A multitasking vanadium-dependent chloroperoxidase as an inspiration for the chemical synthesis of the merochlorins.

The vanadium-dependent chloroperoxidase Mcl24 was discovered to mediate a complex series of unprecedented transformations in the biosynthesis of the merochlorin meroterpenoid antibiotics. In particular, a site-selective naphthol chlorination is followed by an oxidative dearomatization/terpene cyclization sequence to build up the stereochemically complex carbon framework of the merochlorins in one step. Inspired by the enzyme reactivity, a chemical chlorination protocol paralleling the biocatalytic process was developed. These chemical studies led to the identification of previously overlooked merochlorin natural products.

Genetic basis for the biosynthesis of the pharmaceutically important class of epoxyketone proteasome inhibitors.

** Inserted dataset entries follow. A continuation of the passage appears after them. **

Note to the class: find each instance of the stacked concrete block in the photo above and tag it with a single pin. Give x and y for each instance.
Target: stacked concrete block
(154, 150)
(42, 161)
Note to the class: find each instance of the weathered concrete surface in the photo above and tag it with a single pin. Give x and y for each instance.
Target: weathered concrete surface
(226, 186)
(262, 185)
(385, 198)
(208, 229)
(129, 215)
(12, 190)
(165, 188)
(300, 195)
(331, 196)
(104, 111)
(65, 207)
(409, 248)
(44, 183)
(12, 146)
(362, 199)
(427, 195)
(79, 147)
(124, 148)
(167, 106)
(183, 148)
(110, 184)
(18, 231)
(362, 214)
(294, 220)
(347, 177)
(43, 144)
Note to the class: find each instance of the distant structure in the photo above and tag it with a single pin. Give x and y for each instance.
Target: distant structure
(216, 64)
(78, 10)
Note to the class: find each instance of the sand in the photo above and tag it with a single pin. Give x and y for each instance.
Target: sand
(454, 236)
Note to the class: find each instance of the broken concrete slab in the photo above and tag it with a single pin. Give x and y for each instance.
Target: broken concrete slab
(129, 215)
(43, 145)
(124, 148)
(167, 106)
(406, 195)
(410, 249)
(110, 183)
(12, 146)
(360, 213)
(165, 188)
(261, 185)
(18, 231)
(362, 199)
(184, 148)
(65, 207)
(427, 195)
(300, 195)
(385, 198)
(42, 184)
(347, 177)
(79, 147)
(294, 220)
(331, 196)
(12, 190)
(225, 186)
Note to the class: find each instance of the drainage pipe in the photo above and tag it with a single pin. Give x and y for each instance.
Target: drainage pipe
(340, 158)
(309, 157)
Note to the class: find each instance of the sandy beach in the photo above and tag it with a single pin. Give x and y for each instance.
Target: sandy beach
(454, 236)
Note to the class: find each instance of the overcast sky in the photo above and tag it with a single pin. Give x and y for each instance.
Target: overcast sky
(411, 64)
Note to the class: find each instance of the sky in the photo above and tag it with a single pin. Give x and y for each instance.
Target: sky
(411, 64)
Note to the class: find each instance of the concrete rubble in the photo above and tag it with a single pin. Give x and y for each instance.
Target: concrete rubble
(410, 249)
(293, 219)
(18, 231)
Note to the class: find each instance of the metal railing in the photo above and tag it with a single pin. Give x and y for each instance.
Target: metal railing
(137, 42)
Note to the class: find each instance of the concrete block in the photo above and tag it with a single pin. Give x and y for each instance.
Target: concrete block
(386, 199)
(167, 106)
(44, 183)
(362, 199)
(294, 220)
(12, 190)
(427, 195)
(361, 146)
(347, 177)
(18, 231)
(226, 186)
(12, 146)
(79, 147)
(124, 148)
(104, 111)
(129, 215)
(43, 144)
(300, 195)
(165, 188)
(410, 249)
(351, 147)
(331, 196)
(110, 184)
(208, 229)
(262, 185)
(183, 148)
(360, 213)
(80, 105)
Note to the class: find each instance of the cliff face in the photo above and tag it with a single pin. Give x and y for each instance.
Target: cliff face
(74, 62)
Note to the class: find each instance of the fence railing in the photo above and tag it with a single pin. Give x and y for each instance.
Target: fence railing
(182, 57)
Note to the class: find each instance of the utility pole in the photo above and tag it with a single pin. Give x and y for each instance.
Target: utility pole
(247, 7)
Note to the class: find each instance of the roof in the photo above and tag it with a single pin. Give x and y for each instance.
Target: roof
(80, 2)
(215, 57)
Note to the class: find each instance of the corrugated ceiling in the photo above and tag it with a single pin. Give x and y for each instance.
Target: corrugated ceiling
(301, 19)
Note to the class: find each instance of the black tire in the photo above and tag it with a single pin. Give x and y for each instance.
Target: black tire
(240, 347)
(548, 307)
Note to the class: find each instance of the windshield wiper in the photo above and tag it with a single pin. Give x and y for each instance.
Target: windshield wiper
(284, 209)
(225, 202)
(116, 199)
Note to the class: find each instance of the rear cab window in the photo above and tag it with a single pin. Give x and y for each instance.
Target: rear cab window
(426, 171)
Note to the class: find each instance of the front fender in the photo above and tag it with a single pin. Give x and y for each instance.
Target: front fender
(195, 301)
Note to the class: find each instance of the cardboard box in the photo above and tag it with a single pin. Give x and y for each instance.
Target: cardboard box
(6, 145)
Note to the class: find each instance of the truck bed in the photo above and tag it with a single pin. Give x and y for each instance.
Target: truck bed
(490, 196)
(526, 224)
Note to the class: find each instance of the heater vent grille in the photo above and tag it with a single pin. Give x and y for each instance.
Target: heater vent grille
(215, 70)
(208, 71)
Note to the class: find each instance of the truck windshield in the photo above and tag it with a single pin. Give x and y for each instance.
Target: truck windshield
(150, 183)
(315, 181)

The epoxyketone proteasome inhibitors are an established class of therapeutic agents for the treatment of cancer. Their unique α',ß'-epoxyketone pharmacophore allows binding to the catalytic ß-subunits of the proteasome with extraordinary specificity. Here, we report the characterization of the first gene clusters for the biosynthesis of natural peptidyl-epoxyketones. The clusters for epoxomicin, the lead compound for the anticancer drug Kyprolis, and for eponemycin were identified in the actinobacterial producer strains ATCC 53904 and Streptomyces hygroscopicus ATCC 53709, respectively, using a modified protocol for Ion Torrent PGM genome sequencing. Both gene clusters code for a hybrid nonribosomal peptide synthetase/polyketide synthase multifunctional enzyme complex and homologous redox enzymes. Epoxomicin and eponemycin were heterologously produced in Streptomyces albus J1046 via whole pathway expression. Moreover, we employed mass spectral molecular networking for a new comparative metabolomics approach in a heterologous system and discovered a number of putative epoxyketone derivatives. With this study, we have definitively linked epoxyketone proteasome inhibitors and their biosynthesis genes for the first time in any organism, which will now allow for their detailed biochemical investigation.

A two-step sulfation in antibiotic biosynthesis requires a type III polyketide synthase.

Caprazamycins (CPZs) belong to a group of liponucleoside antibiotics inhibiting the bacterial MraY translocase, an essential enzyme involved in peptidoglycan biosynthesis. We have recently identified analogs that are decorated with a sulfate group at the 2″-hydroxy of the aminoribosyl moiety, and we now report an unprecedented two-step sulfation mechanism during the biosynthesis of CPZs. A type III polyketide synthase (PKS) known as Cpz6 is used in the biosynthesis of a group of new triketide pyrones that are subsequently sulfated by an unusual 3'-phosphoadenosine-5'-phosphosulfate (PAPS)-dependent sulfotransferase (Cpz8) to yield phenolic sulfate esters, which serve as sulfate donors for a PAPS-independent arylsulfate sulfotransferase (Cpz4) to generate sulfated CPZs. This finding is to our knowledge the first demonstration of genuine sulfate donors for an arylsulfate sulfotransferase and the first report of a type III PKS to generate a chemical reagent in bacterial sulfate metabolism.